Since it's not nested that far, you can use flatten_dfc to flatten each list element to a single level and coerce it to a data frame, which unnest can expand:

library(tidyverse)

df <- read_delim(
    'id|json\n
1|{"latitude":"40.757","locationDetails":{"addressDetails":"2 sesame street","contactName":"ernie","phone":"987654321"},"longitude":"-73.924"}\n
2|{"city":"new york city","latitude":"40.756","locationDetails":{"addressDetails":"1 sesame street","contactName":"bert","phone":"123456"},"longitude":"-73.925","neighborhood":"astoria"}',
    delim = '|'
)

df$json_list <- map(df$json, jsonlite::fromJSON)
 
df %>% 
    mutate(json_list = map(json_list, flatten_dfc)) %>% 
    unnest()
#> # A tibble: 2 x 9
#>      id json  latitude addressDetails contactName phone longitude city 
#>   <dbl> <chr> <chr>    <chr>          <chr>       <chr> <chr>     <chr>
#> 1     1 "{\"… 40.757   2 sesame stre… ernie       9876… -73.924   <NA> 
#> 2     2 "{\"… 40.756   1 sesame stre… bert        1234… -73.925   new …
#> # ... with 1 more variable: neighborhood <chr>

Fix types with type_convert, if you like.
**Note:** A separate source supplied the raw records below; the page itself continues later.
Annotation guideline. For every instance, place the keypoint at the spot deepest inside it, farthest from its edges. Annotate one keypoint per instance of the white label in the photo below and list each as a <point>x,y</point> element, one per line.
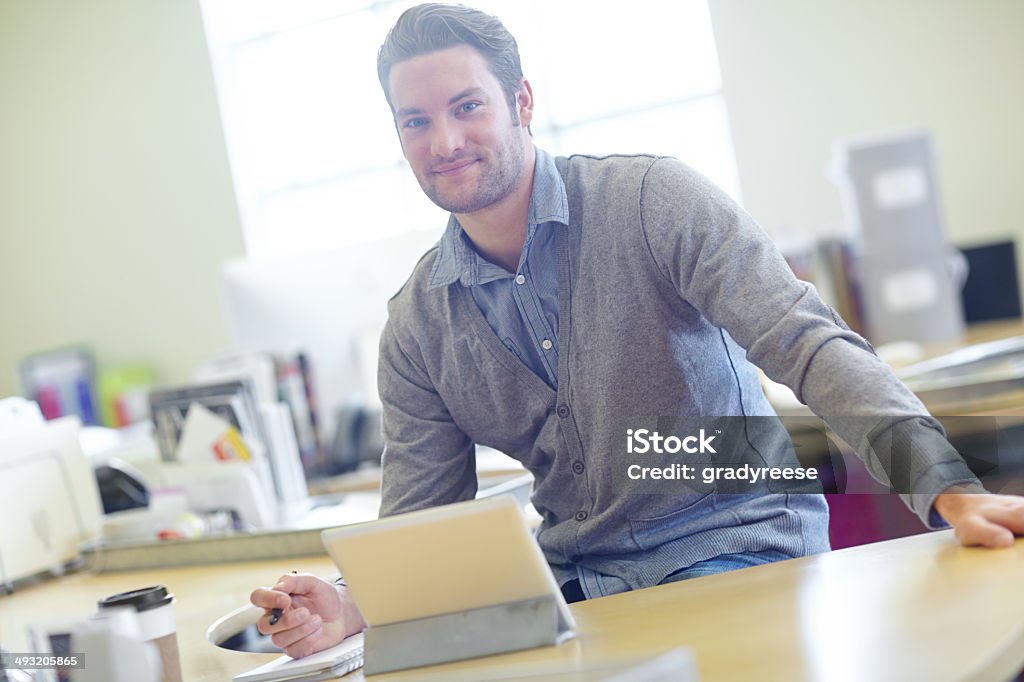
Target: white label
<point>910,291</point>
<point>900,187</point>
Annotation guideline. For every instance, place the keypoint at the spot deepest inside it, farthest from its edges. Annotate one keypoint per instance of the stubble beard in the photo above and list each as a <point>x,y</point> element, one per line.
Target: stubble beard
<point>498,178</point>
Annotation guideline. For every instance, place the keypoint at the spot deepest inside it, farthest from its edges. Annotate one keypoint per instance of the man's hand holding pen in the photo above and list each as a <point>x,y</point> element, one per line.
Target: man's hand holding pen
<point>305,613</point>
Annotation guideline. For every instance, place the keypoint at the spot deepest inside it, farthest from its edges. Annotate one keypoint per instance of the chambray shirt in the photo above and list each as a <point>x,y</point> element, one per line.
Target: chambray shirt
<point>522,306</point>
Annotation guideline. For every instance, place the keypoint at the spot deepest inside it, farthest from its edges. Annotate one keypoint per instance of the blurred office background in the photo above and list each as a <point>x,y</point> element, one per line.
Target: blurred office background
<point>145,144</point>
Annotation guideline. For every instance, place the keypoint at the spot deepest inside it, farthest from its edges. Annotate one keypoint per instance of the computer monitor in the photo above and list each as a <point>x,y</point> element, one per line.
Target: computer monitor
<point>48,486</point>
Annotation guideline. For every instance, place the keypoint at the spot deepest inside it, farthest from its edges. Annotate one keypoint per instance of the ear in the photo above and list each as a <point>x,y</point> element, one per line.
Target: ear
<point>524,103</point>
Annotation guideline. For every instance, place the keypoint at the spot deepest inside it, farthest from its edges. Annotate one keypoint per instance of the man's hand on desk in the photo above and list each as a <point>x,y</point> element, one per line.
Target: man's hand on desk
<point>989,520</point>
<point>315,614</point>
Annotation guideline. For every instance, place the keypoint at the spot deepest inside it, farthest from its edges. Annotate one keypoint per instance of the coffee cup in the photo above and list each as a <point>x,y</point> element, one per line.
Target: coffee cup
<point>154,606</point>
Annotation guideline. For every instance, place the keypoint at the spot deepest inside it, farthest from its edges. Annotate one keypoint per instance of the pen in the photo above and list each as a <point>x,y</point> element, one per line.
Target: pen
<point>275,613</point>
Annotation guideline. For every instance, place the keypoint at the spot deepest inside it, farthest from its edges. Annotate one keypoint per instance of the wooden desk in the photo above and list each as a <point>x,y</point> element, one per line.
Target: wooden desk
<point>914,608</point>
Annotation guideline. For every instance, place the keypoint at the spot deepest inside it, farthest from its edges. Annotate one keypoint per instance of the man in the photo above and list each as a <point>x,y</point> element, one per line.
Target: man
<point>568,293</point>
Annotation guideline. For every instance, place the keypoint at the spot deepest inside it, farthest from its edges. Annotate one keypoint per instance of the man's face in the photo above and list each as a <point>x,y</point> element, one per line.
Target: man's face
<point>457,130</point>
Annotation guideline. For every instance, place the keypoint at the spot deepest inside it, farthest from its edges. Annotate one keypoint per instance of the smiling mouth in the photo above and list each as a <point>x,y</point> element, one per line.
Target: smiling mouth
<point>453,169</point>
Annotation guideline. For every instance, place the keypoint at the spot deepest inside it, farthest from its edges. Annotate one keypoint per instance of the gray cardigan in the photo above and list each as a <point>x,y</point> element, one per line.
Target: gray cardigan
<point>664,282</point>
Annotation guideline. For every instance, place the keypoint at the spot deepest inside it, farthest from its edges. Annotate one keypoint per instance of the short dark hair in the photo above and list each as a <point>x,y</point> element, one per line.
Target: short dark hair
<point>433,27</point>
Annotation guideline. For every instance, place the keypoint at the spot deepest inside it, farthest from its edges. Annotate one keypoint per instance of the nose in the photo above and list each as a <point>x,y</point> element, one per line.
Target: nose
<point>446,139</point>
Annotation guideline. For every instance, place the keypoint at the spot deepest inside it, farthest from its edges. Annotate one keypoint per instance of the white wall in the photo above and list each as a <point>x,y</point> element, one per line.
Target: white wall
<point>117,207</point>
<point>798,74</point>
<point>116,201</point>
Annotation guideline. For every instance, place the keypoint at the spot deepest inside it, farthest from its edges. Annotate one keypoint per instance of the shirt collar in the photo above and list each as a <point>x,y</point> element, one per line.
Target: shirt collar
<point>458,261</point>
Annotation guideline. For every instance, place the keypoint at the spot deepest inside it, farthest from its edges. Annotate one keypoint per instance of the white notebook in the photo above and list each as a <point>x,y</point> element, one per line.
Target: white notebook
<point>326,665</point>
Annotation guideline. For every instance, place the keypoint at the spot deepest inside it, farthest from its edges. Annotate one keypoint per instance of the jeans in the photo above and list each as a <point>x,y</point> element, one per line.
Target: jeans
<point>719,564</point>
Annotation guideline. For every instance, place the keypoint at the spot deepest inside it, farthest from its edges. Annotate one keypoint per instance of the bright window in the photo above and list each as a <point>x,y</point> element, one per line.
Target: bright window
<point>314,155</point>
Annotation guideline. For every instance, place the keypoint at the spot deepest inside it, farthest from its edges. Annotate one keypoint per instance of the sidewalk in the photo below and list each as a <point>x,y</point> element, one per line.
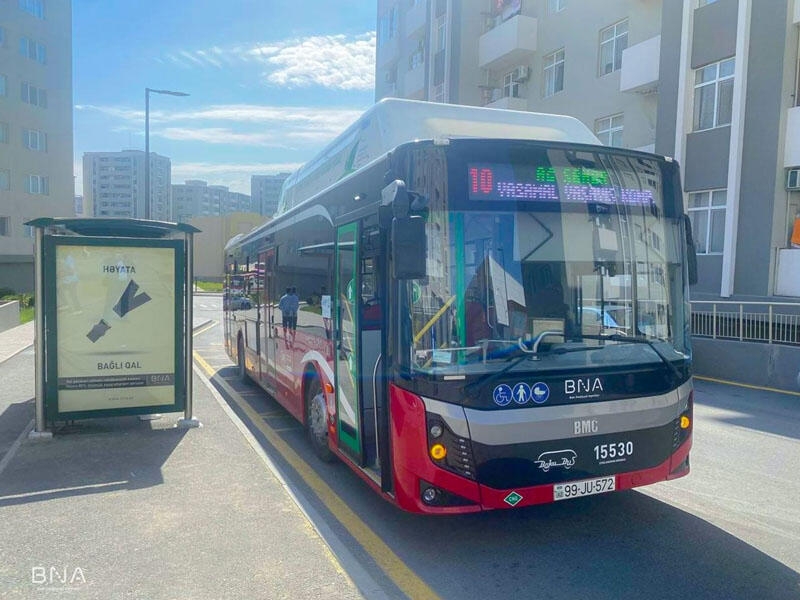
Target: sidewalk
<point>123,508</point>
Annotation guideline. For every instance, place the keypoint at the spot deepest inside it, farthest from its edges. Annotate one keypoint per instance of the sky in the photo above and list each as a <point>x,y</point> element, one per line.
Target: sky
<point>270,82</point>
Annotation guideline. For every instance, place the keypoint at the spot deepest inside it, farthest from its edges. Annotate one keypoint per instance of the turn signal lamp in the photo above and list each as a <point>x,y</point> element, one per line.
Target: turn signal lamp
<point>438,452</point>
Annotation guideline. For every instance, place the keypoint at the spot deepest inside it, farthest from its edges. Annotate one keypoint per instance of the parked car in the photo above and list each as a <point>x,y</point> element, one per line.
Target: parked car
<point>236,301</point>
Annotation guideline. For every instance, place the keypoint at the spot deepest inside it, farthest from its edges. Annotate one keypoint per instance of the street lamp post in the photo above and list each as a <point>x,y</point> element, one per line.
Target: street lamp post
<point>147,92</point>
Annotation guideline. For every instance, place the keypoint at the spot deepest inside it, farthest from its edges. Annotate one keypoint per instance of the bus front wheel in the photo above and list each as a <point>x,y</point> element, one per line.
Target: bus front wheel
<point>317,420</point>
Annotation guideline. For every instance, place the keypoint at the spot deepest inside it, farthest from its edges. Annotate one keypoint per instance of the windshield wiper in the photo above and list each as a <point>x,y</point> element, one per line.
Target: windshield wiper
<point>489,377</point>
<point>635,339</point>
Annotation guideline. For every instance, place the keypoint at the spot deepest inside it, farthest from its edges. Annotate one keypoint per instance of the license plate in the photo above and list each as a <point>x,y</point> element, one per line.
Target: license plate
<point>585,487</point>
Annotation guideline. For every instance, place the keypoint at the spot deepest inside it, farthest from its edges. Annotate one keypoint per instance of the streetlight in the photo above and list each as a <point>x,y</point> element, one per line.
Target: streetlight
<point>147,92</point>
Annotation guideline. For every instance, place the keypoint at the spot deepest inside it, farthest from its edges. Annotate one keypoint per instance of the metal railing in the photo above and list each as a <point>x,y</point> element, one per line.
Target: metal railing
<point>765,322</point>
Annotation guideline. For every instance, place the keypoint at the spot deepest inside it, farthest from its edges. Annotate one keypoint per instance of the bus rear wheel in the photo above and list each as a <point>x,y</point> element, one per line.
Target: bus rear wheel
<point>317,420</point>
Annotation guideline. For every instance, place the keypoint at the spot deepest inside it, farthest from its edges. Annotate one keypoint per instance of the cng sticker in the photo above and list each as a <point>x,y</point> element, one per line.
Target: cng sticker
<point>416,293</point>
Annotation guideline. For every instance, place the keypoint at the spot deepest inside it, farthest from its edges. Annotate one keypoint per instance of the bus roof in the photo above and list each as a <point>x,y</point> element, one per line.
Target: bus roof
<point>394,121</point>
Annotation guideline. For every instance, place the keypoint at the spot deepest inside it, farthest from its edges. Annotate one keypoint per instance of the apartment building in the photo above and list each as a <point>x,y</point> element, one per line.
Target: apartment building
<point>597,61</point>
<point>265,190</point>
<point>113,185</point>
<point>196,198</point>
<point>35,127</point>
<point>729,111</point>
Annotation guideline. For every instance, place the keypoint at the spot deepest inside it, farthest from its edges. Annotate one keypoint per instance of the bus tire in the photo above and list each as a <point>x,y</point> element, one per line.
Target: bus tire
<point>242,369</point>
<point>317,420</point>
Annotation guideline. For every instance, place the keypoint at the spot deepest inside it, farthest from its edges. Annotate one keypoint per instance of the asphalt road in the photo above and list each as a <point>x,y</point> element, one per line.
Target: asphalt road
<point>731,529</point>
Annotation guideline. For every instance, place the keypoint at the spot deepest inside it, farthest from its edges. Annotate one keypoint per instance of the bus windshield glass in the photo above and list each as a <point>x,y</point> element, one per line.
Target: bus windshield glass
<point>567,258</point>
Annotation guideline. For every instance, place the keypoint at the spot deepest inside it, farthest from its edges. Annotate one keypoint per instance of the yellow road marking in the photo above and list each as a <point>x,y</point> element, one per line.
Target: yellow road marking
<point>746,385</point>
<point>391,564</point>
<point>205,328</point>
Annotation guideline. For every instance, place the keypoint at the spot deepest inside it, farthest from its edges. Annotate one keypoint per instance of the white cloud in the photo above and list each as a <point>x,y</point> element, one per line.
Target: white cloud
<point>335,61</point>
<point>247,124</point>
<point>235,176</point>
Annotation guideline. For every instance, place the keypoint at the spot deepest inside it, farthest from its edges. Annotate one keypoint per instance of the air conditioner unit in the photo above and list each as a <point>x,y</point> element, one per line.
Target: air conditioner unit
<point>522,73</point>
<point>793,179</point>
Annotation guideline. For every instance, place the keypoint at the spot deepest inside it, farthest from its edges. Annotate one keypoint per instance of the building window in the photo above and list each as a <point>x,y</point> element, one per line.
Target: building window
<point>34,96</point>
<point>707,214</point>
<point>613,40</point>
<point>33,7</point>
<point>554,73</point>
<point>37,184</point>
<point>32,49</point>
<point>713,95</point>
<point>34,140</point>
<point>609,130</point>
<point>511,85</point>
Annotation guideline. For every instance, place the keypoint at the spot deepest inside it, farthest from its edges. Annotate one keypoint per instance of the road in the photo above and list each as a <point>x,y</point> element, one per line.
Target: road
<point>729,530</point>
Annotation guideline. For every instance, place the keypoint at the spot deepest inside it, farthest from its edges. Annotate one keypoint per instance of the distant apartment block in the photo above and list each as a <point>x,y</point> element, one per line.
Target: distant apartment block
<point>196,198</point>
<point>266,192</point>
<point>113,185</point>
<point>35,127</point>
<point>596,61</point>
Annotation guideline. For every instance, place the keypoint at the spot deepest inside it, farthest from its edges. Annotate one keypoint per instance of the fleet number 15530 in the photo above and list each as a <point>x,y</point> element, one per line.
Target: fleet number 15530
<point>614,450</point>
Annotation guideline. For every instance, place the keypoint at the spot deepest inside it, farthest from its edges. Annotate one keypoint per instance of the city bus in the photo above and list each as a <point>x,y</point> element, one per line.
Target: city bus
<point>493,308</point>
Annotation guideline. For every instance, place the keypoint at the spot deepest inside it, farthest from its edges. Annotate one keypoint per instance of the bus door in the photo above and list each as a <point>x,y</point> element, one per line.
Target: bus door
<point>347,363</point>
<point>267,304</point>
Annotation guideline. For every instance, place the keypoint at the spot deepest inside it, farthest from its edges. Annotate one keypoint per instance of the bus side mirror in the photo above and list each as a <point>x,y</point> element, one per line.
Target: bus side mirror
<point>409,248</point>
<point>691,251</point>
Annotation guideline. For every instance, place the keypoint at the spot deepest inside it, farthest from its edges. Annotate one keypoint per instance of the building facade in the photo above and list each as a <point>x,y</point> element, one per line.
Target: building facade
<point>534,55</point>
<point>35,128</point>
<point>196,198</point>
<point>729,111</point>
<point>265,190</point>
<point>113,185</point>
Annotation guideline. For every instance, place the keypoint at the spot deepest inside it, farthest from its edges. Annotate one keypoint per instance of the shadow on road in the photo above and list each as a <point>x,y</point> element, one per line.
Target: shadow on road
<point>87,457</point>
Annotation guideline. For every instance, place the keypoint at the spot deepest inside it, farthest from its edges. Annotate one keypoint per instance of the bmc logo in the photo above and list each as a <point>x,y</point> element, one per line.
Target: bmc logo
<point>585,385</point>
<point>586,426</point>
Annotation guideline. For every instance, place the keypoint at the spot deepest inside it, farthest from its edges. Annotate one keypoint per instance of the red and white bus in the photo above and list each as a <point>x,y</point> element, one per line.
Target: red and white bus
<point>492,315</point>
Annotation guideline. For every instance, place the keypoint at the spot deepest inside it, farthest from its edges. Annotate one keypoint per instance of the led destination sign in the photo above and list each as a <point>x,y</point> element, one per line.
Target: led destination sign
<point>503,181</point>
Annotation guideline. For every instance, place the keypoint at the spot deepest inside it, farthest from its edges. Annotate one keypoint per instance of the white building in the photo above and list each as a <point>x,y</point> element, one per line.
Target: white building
<point>35,128</point>
<point>265,191</point>
<point>196,198</point>
<point>587,59</point>
<point>113,185</point>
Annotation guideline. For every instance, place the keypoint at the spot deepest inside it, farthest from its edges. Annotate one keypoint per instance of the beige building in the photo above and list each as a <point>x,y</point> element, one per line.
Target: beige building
<point>209,244</point>
<point>113,185</point>
<point>35,128</point>
<point>596,61</point>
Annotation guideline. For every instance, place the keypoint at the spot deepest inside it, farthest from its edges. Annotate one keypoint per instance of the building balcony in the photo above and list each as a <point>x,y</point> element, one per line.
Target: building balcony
<point>510,43</point>
<point>639,73</point>
<point>791,154</point>
<point>416,17</point>
<point>414,82</point>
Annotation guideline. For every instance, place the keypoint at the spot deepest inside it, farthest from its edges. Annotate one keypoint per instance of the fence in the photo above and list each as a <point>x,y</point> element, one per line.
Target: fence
<point>766,322</point>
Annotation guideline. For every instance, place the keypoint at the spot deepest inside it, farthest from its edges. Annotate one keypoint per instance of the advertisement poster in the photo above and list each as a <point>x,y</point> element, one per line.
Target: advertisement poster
<point>116,331</point>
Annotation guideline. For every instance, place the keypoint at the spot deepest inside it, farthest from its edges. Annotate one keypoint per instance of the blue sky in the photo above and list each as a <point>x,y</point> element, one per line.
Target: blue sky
<point>270,82</point>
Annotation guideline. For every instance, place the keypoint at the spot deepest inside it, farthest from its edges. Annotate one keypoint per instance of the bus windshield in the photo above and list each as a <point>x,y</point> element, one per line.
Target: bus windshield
<point>572,266</point>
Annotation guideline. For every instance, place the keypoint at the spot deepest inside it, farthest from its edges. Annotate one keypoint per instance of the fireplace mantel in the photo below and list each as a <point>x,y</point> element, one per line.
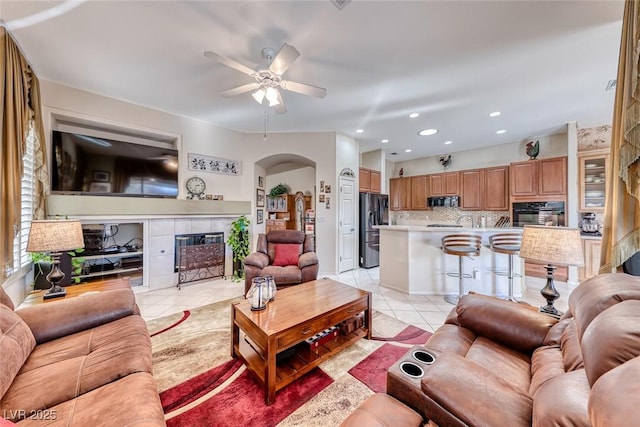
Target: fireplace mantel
<point>101,206</point>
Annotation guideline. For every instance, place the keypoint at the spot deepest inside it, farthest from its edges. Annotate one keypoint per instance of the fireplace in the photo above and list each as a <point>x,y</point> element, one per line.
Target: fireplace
<point>199,256</point>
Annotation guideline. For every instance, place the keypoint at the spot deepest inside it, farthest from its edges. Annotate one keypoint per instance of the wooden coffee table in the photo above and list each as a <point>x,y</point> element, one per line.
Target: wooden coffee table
<point>297,313</point>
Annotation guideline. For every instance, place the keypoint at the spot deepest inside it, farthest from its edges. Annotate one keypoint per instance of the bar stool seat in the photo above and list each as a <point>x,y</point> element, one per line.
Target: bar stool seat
<point>461,245</point>
<point>509,244</point>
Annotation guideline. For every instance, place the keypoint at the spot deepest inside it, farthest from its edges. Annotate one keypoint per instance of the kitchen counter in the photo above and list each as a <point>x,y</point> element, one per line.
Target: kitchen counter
<point>412,262</point>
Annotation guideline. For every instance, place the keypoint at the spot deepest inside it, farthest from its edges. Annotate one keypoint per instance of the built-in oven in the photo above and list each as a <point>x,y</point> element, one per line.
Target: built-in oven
<point>538,213</point>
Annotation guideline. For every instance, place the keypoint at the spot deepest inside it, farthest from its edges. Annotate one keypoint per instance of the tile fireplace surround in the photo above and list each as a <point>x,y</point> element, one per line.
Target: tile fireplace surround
<point>161,220</point>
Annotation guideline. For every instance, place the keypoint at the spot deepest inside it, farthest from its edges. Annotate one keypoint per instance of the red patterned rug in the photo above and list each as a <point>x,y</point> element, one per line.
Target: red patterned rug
<point>187,345</point>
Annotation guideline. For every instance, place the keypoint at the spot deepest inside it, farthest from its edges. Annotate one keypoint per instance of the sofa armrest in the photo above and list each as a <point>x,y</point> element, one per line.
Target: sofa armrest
<point>257,259</point>
<point>307,259</point>
<point>517,326</point>
<point>60,318</point>
<point>472,394</point>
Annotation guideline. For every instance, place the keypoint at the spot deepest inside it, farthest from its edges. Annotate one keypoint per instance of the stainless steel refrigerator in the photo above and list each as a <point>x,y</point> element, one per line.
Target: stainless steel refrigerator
<point>374,210</point>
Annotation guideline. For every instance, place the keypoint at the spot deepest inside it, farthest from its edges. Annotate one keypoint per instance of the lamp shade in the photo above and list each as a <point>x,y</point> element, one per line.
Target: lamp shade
<point>55,236</point>
<point>552,245</point>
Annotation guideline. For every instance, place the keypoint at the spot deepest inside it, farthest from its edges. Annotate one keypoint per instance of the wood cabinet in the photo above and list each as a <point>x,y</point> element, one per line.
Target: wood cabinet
<point>591,249</point>
<point>444,184</point>
<point>496,188</point>
<point>592,172</point>
<point>544,177</point>
<point>419,192</point>
<point>472,186</point>
<point>400,193</point>
<point>369,181</point>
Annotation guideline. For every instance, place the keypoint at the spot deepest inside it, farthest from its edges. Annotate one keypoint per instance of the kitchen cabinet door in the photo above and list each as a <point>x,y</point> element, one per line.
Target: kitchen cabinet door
<point>524,178</point>
<point>496,188</point>
<point>419,193</point>
<point>400,193</point>
<point>552,175</point>
<point>451,184</point>
<point>472,189</point>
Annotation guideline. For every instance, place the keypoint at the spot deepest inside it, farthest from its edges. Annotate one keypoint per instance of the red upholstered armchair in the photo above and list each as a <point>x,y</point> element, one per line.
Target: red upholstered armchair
<point>287,255</point>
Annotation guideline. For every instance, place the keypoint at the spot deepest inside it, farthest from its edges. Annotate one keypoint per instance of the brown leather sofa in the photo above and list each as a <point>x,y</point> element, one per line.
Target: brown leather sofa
<point>498,363</point>
<point>304,268</point>
<point>83,361</point>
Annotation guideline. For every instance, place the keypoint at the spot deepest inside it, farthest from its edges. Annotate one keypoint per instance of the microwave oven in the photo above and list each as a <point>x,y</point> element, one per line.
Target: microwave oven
<point>446,201</point>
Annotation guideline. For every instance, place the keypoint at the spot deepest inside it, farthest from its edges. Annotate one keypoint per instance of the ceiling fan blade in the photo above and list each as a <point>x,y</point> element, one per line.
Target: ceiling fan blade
<point>283,59</point>
<point>240,90</point>
<point>230,63</point>
<point>280,108</point>
<point>304,89</point>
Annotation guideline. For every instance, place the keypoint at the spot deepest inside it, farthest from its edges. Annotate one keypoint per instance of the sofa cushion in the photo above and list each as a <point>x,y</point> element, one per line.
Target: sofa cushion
<point>65,368</point>
<point>611,339</point>
<point>286,254</point>
<point>562,401</point>
<point>16,344</point>
<point>130,401</point>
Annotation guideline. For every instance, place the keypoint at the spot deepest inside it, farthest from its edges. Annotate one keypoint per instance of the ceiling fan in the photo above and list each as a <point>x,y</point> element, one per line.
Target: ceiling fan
<point>269,78</point>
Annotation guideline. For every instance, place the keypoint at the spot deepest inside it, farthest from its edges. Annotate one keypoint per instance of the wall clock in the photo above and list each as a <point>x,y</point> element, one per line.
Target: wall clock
<point>195,187</point>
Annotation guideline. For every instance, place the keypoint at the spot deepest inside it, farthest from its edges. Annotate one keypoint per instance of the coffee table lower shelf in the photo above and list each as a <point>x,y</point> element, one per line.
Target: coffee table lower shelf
<point>292,367</point>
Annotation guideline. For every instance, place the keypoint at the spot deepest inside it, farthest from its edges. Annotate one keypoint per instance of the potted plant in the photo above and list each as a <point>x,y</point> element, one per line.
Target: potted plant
<point>279,190</point>
<point>70,264</point>
<point>238,241</point>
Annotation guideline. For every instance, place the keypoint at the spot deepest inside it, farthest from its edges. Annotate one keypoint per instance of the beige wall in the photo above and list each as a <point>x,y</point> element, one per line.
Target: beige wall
<point>202,138</point>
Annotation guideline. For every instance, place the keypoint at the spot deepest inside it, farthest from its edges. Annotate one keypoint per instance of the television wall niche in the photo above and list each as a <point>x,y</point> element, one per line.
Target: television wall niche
<point>83,164</point>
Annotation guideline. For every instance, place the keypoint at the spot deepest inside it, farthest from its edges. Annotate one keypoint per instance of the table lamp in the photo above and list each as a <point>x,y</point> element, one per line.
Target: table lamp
<point>552,246</point>
<point>55,237</point>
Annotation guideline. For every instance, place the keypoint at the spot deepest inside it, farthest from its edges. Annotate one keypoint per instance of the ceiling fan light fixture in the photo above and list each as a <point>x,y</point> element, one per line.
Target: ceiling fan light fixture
<point>259,95</point>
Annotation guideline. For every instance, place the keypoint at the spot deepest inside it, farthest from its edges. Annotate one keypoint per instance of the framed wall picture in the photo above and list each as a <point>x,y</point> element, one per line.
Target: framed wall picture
<point>260,198</point>
<point>101,176</point>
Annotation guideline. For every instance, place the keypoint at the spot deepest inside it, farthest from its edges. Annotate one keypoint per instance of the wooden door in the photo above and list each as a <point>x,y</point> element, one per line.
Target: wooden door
<point>472,189</point>
<point>524,178</point>
<point>436,185</point>
<point>419,192</point>
<point>496,188</point>
<point>552,175</point>
<point>376,182</point>
<point>365,180</point>
<point>451,184</point>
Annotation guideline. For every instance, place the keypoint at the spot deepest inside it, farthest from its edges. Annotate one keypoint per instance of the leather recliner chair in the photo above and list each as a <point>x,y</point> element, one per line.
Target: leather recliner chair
<point>287,255</point>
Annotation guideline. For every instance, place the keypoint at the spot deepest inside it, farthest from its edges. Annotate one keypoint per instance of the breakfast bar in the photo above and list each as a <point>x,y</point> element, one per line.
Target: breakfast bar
<point>411,261</point>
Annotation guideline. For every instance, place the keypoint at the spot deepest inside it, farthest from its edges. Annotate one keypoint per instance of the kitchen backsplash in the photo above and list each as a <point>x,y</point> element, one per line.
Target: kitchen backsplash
<point>444,215</point>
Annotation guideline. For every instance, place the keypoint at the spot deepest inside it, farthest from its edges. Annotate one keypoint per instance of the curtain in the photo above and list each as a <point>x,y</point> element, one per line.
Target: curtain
<point>19,103</point>
<point>621,231</point>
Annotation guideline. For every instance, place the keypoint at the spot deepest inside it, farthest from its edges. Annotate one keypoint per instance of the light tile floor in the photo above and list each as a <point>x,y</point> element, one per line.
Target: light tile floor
<point>426,312</point>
soedr · August 6, 2018, 6:56am

Thank you @alistaire, that works! Per my understanding, flatten_dfc() only removes one level, is there a function that can flatten multiple (3+) layers?

soedr · August 6, 2018, 7:38am

Roomba has potential (the way it handles the twitter data example is great), but produces an empty tibble when applied to my data.

j_list <- purrr::map(df$json, jsonlite::fromJSON)
roomba(jlist, cols = c("latitude", "addressDetails"), keep = all)

mara · August 6, 2018, 10:33am

Bummer. Yeah, the JSON to df struggle is real (and it's hard to generalize tidiers for diff. responses)

alistaire · August 7, 2018, 3:05am

unlist, but that has a tendency to lose structure you want. Otherwise there isn't a single way to simplify, as structures can vary widely. roomba is a promising potential solution to that variation, but is still pretty new and so isn't totally refined yet.